2) Taberî Mezhebinin Yayıldığı Yer ve Mezhebe Mensup Fakihler

Taberî mezhebinin sistemleşmesinde ve iki asır da olsa Bağdat ve civarında devam etmesinde Taberî’den sonra Ebü’l-Ferec el-Muâfâ b. Zekeriyya en-Nehrevânî (ö. 390/1000);  Ali b. Abdilaziz b. Muhammed ed-Dûlâbî (ö. 335/946); Ebü’l-Hasan Ahmed b. Yahyâ b. Ali b. Yahyâ b. Ebû Mansûr el-Müneccim (ö. 327/938); Ebû Bekr Ahmed b. Kâmil el-Bağdâdî (ö. 350/961) gibi fakih talebelerinin etkisi büyük olmuştur.
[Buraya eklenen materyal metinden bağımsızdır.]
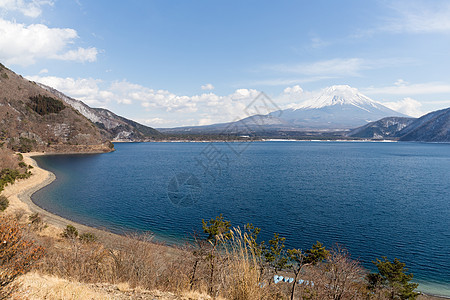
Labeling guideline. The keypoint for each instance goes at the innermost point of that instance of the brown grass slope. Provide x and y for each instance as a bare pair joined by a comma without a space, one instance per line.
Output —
24,127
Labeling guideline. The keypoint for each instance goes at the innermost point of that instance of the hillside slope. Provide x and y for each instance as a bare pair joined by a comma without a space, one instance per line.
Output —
336,108
112,126
382,129
432,127
31,118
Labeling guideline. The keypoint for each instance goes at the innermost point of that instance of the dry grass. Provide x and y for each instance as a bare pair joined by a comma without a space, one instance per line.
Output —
133,267
36,286
7,159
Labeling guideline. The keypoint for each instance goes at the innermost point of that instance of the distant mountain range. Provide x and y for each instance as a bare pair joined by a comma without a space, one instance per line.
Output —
432,127
337,108
112,126
37,117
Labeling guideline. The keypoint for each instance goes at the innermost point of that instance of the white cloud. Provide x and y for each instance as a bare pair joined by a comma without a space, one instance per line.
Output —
81,54
401,87
317,43
408,106
419,17
207,87
337,66
24,44
296,89
28,8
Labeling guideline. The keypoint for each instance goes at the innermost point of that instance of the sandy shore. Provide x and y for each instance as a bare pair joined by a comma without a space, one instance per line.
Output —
19,196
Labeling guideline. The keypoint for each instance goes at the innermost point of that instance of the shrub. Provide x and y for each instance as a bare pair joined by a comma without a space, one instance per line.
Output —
70,232
88,237
17,255
36,222
44,105
4,203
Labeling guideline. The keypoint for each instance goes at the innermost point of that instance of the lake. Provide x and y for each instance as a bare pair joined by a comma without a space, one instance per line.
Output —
376,199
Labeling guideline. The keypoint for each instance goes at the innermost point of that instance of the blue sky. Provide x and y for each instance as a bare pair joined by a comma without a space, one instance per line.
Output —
172,63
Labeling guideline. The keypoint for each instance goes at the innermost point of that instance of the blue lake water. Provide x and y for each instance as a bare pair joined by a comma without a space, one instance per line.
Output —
376,199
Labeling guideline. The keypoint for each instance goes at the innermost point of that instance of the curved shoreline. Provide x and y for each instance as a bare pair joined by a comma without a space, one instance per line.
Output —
19,195
21,191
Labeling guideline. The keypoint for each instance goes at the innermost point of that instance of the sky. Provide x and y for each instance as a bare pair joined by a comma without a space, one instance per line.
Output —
176,63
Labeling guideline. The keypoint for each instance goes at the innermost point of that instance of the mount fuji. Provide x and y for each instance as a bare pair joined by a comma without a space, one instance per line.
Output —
336,108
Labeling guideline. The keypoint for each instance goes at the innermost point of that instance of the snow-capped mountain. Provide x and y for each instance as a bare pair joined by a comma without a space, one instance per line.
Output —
336,107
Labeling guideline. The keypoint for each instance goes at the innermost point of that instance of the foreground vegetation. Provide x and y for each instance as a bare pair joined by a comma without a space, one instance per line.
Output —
223,262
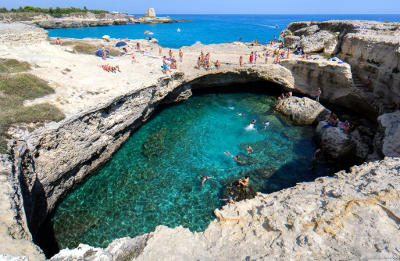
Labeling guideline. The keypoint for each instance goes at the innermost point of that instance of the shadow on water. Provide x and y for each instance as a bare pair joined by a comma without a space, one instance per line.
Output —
268,178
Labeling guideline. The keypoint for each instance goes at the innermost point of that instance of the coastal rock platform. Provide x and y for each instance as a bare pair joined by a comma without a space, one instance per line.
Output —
352,215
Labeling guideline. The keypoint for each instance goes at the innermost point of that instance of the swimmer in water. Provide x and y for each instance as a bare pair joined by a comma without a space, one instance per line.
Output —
204,179
236,158
229,200
244,181
249,149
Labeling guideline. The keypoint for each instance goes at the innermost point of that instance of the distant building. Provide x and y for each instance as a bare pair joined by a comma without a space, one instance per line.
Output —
150,13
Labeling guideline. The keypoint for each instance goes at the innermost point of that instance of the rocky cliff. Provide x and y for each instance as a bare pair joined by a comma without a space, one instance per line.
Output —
328,218
352,215
372,49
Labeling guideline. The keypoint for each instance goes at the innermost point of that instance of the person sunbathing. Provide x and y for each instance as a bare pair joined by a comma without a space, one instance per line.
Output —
217,64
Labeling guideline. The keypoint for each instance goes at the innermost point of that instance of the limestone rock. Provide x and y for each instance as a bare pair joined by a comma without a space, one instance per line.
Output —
150,12
291,41
317,42
306,31
338,145
285,33
302,110
349,216
239,192
390,122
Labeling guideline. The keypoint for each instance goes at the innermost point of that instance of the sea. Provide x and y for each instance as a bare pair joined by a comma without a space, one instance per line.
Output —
211,29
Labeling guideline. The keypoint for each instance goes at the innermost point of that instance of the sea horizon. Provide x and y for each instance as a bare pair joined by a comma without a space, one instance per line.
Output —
212,28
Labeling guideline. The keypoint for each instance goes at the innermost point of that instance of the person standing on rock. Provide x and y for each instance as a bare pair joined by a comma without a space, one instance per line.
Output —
319,92
229,200
180,55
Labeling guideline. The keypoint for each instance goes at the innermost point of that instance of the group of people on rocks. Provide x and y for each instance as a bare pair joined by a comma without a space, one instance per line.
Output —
203,61
173,63
110,68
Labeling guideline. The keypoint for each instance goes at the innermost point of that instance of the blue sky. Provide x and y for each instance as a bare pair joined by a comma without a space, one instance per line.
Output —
225,6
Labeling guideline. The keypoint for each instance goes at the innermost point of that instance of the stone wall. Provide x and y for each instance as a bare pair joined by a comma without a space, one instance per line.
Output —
18,33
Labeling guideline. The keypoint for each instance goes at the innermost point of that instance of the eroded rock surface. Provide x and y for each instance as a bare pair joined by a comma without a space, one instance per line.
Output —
371,48
390,122
302,110
352,215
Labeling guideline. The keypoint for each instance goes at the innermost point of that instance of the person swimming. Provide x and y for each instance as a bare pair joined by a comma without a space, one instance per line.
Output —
244,181
204,179
236,158
249,149
229,200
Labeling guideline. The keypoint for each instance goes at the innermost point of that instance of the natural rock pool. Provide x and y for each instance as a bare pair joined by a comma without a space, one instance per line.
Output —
154,178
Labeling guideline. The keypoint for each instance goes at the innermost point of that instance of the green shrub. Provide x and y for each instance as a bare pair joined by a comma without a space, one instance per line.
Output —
13,91
24,86
13,66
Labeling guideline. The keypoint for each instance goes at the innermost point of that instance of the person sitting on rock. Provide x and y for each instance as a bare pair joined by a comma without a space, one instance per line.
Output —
229,200
58,41
244,182
319,92
204,179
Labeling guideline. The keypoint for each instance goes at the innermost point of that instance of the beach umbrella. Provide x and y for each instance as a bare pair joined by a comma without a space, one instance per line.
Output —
119,44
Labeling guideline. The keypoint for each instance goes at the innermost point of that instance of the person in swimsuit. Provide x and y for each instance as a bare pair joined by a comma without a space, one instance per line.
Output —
244,181
229,200
180,55
204,179
319,92
249,149
236,158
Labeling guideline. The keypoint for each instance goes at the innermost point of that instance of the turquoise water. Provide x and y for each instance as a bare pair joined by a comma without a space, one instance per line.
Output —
209,29
154,178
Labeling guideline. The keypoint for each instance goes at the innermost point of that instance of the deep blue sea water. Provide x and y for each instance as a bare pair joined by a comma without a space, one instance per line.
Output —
209,29
154,178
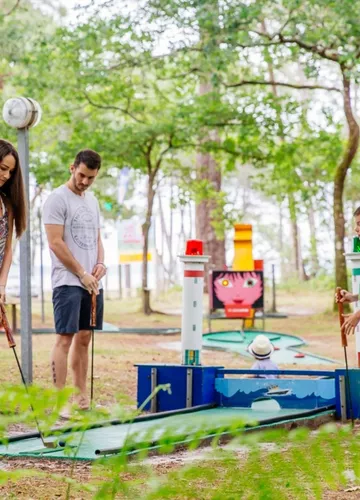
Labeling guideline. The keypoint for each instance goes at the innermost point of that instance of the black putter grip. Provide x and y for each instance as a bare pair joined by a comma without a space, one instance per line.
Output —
341,317
6,326
93,311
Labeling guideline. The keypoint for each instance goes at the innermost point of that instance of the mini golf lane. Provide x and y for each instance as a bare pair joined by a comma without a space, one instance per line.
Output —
181,427
286,346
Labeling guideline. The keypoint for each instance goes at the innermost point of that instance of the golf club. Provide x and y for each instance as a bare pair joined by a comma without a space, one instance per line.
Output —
344,344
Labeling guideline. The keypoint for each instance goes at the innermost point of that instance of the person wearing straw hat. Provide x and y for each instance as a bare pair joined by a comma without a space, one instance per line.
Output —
261,348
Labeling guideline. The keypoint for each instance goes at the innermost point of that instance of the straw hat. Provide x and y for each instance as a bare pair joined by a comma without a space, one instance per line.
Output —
261,347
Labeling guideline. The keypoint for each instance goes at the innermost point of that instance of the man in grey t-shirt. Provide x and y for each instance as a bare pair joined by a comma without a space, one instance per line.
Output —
72,221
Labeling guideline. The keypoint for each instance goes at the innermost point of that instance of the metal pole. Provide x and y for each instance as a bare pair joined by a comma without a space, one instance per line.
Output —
41,270
273,307
120,281
25,265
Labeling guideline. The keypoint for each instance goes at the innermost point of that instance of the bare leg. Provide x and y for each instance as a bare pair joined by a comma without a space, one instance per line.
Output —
59,357
79,365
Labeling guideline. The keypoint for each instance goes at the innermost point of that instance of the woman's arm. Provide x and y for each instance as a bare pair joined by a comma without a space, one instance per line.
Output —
5,268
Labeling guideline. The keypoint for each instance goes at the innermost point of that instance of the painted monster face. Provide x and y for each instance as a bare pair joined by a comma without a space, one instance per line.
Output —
238,288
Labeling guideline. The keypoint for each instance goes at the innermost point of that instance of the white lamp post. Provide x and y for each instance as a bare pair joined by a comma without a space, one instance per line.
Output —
23,113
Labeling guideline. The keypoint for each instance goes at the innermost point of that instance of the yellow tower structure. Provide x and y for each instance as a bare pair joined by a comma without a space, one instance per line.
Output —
243,258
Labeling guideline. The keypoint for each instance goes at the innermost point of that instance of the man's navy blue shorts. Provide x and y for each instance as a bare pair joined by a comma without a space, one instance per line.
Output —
72,309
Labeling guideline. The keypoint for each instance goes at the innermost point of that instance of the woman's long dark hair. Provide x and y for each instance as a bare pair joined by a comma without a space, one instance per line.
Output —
14,188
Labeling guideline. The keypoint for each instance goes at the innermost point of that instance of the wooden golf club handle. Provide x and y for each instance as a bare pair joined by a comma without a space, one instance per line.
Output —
6,326
341,317
93,311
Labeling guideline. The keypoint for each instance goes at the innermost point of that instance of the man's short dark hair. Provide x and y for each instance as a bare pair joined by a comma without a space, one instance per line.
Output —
90,158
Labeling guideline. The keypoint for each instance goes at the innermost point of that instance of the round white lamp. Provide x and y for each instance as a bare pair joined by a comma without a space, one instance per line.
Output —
22,112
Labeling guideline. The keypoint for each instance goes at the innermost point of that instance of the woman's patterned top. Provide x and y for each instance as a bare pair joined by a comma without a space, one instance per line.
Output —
4,230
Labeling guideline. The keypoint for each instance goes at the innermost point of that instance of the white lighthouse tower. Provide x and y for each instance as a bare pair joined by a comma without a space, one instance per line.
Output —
193,291
354,259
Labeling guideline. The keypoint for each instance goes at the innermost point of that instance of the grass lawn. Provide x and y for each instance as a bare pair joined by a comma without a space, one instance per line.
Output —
310,316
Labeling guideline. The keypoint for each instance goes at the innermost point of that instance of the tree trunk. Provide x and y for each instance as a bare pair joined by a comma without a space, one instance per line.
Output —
146,229
295,236
314,256
208,169
339,183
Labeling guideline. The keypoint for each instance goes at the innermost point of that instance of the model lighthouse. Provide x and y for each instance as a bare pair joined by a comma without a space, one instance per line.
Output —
193,290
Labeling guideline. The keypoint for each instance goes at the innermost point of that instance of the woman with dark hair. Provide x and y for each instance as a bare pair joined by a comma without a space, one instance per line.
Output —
12,208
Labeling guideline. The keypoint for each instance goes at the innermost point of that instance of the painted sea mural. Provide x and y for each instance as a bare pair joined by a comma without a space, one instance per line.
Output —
289,393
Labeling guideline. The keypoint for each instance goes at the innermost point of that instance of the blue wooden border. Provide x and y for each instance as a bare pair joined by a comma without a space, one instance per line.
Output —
309,373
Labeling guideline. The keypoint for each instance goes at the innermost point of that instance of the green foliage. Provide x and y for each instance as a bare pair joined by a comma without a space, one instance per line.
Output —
272,463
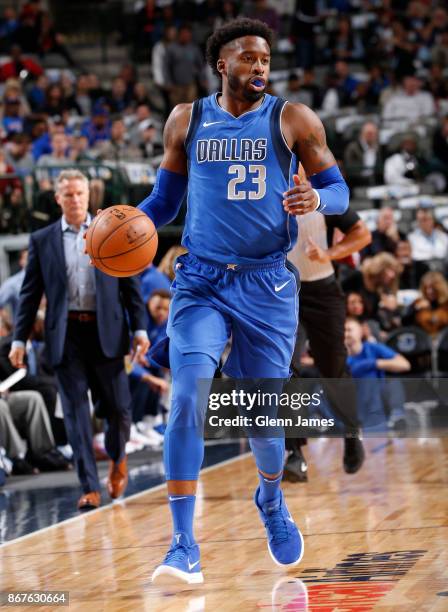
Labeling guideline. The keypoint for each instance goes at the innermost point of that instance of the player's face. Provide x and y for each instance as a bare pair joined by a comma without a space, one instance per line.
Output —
245,67
73,198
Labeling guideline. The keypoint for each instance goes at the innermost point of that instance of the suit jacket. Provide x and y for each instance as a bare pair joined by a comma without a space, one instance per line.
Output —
46,273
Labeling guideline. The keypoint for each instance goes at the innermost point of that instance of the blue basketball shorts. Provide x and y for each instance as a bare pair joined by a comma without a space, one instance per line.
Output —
256,305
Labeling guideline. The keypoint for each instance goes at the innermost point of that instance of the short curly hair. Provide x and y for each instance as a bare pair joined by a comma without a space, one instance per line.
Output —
231,31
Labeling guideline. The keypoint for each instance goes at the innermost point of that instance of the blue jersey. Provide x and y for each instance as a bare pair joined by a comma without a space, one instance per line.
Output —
238,170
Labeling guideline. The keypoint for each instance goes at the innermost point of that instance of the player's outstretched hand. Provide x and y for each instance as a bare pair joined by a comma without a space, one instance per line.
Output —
140,346
300,199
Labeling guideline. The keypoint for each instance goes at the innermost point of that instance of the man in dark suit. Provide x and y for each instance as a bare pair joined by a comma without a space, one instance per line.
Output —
86,334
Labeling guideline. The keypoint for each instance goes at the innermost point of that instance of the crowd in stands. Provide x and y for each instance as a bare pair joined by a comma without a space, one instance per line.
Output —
376,72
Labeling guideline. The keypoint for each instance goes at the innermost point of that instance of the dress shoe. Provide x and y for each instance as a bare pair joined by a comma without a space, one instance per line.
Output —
89,501
118,478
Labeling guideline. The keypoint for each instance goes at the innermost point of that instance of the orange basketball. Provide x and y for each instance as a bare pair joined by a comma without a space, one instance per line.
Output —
121,241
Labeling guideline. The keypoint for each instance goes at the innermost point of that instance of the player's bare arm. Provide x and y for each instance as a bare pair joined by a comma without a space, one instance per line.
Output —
305,135
174,134
164,202
355,238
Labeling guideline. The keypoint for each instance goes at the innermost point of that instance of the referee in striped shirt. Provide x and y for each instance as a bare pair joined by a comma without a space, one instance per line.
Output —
322,319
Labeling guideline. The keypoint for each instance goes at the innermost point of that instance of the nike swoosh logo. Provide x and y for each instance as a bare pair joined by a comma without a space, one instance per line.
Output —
280,287
191,565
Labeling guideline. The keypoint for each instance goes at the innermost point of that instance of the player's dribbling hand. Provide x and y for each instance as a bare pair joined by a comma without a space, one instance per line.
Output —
316,253
16,357
300,199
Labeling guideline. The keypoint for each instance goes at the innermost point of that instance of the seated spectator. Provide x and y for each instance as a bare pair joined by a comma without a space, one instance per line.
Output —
149,139
404,167
430,312
18,154
262,11
428,243
410,102
118,100
159,65
96,90
437,83
8,27
389,313
386,235
346,84
369,361
118,148
140,95
184,67
49,166
51,41
25,411
362,157
410,276
439,52
10,289
13,211
39,376
374,87
304,90
344,44
27,34
56,103
97,128
437,25
18,64
151,279
13,114
440,146
378,275
82,96
404,48
355,308
40,137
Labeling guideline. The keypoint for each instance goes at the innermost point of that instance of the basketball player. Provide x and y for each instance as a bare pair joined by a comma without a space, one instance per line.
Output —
322,317
234,152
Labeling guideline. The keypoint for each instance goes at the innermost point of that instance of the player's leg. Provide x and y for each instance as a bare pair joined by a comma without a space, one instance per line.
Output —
192,372
326,303
264,328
3) Taberî Mezhebinin Literatürü

Mezhebin literatürünü, Taberî’nin ve öğrencilerinin eserleri oluşturmaktadır. Bu eserlerden bir kısmı günümüze ulaşmış ise de bu eserlerin büyük bölümü günümüze ulaşmamıştır. Mezhebe dair eserleri şu şekilde verebiliriz:

Taberî’nin telif ettiği eserler: Câmiu’l-Beyân an Tefsîri Âyati’l-Kur’ân; İhtilâfu’l-Fukahâ;  Sarîhu’s-Sünne; Tehzîbu’l-Âsâr.

Taberî’nin eserlerinden başka öğrencilerinin de mezhep kapsamında yazmış oldukları eserler bulunmaktadır. Bunları şöyle sıralayabiliriz:

Ebü’l-Ferec el-Muâfâ b. Zekeriyya en-Nehrevânî İbn Tarâra’ya ait olanlar:  Şerhu Kitabi’l-Hafîf li’t-Taberî; Ecvibetü’l-Câmi’i’l-Kebîr li Muhammed b. el-Hasan; er-Red ale’l-Kerhî; er-Red alâ Davûd b. Ali; el-Medhal ilâ Mezhebi’t-Taberî ve Nusretü Mezhebihi; el-İcma‘ fî’l-Fıkh.

Ebü’l-Hasan Ahmed b. Yahyâ’ya ait olanlar: Kitâbu’l-Medhal ilâ Mezhebi’t-Taberî; Kitâbu’l-İcmâ‘ fi Fıkhı Mezhebi Ebî Ca‘fer.

Ebû Bekr b. Kâmil et-Taberî’ye ait olanlar: Kitâbu’l-Medhal ilâ Mezhebi’t-Taberî; Kitâbu’l-İcmâ‘ fi Fıkhı Mezhebi Ebî Ca‘fer.


4) Taberî Mezhebinin Sona Ermesi ve Sebepleri

a-Taberî mezhebinde, mezhebin kurumsallaşmasını sağlayacak, fıkıh alanında temayüz etmiş şahsiyetlerin ve eserlerin azlığı.

b-Taberî mezhebi fakihlerinin fıkıh dışında başka ilimlerle de meşgul olmaları. 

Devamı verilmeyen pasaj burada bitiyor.